Financially free for a long time, no dreams
Last week, Nvidia became the first company globally to exceed a $4 trillion market cap—an extraordinary achievement for any founder and CEO.
Yet Huang doesn’t seem particularly excited by it.
"I’m probably the only person in the world who has enjoyed being CEO of both the lowest-valued and highest-valued company." Huang explained that Nvidia once hit rock bottom, with its market value nearly zero, and he himself stayed low-key for a long time. Now, with the highest market cap globally, what matters more than valuation is what the company does—creating a new computing paradigm (accelerated computing) and leading the recent AI revolution.
That said, with Nvidia’s market cap surpassing $4 trillion, Huang’s net worth has risen to $143.6 billion, ranking him seventh on the global billionaire list.

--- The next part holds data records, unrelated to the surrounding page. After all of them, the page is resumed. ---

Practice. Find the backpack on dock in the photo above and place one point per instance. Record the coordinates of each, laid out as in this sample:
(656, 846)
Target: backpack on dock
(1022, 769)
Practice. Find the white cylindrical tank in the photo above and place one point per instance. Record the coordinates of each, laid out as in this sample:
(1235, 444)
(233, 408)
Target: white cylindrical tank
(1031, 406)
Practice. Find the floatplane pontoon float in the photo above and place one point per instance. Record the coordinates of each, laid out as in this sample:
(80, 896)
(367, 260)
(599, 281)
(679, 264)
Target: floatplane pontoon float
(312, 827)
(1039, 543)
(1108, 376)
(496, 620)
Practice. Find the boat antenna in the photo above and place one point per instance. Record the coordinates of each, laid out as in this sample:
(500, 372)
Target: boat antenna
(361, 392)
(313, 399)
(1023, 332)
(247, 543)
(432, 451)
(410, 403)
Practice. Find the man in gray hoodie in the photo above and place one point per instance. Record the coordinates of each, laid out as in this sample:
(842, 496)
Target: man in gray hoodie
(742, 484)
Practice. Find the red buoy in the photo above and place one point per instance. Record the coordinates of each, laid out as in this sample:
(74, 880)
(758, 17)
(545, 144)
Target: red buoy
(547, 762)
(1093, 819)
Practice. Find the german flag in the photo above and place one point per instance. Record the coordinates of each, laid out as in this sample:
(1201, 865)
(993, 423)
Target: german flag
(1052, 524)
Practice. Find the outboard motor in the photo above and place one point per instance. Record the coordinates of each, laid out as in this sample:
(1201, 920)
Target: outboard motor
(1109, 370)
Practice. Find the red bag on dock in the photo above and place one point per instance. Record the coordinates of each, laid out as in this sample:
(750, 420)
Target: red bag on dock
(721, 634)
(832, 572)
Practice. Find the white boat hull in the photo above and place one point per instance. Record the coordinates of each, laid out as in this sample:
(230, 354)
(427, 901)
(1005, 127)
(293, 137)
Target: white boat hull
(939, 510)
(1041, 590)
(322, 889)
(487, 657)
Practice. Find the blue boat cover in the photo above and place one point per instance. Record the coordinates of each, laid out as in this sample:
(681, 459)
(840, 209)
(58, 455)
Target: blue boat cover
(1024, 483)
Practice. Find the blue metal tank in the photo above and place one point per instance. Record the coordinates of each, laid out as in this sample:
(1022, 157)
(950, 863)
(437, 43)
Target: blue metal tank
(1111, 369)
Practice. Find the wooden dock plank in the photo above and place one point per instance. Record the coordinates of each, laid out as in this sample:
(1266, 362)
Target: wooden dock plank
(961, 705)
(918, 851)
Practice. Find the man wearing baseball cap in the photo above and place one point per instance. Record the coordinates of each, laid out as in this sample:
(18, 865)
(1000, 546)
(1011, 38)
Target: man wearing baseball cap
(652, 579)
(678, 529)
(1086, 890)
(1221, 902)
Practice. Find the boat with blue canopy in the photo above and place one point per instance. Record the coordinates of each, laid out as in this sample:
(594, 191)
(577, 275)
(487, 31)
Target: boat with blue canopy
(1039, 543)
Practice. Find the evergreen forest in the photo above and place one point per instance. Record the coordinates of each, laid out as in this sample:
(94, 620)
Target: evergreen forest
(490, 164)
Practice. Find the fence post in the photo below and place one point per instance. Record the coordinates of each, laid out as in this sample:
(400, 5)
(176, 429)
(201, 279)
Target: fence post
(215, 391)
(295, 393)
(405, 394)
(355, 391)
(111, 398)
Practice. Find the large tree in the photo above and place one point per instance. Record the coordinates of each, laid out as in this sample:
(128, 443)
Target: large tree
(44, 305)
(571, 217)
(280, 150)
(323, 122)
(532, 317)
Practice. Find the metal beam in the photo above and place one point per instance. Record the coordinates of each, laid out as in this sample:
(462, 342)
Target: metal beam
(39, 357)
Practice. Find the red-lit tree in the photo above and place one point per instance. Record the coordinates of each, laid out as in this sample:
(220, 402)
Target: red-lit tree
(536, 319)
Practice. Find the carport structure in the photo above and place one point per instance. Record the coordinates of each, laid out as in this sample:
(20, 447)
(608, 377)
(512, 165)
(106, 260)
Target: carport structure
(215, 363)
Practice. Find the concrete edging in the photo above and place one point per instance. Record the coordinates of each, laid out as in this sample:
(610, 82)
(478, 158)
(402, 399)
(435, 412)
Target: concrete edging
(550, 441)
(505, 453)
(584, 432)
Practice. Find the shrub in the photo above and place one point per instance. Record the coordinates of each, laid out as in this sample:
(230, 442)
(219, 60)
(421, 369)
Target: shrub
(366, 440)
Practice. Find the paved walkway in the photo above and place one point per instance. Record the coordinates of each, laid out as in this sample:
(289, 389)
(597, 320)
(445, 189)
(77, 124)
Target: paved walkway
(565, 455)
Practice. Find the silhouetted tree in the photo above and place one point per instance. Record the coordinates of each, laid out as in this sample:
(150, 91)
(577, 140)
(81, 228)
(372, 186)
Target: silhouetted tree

Still, for Huang, this isn’t something worth boasting about—at least not something that gives him grand new dreams.
"I’ve been wealthy for a very long time. Being wealthy just means you have enough money. When you have enough, you don’t worry about your children or family—you can send them to school, provide a good life for your loved ones—and then you can focus on doing other things, like building Nvidia, taking bigger risks, maybe contributing to others, helping others."
Still, until the end of the interview, Huang did not reveal who exactly gave him the Tang suit.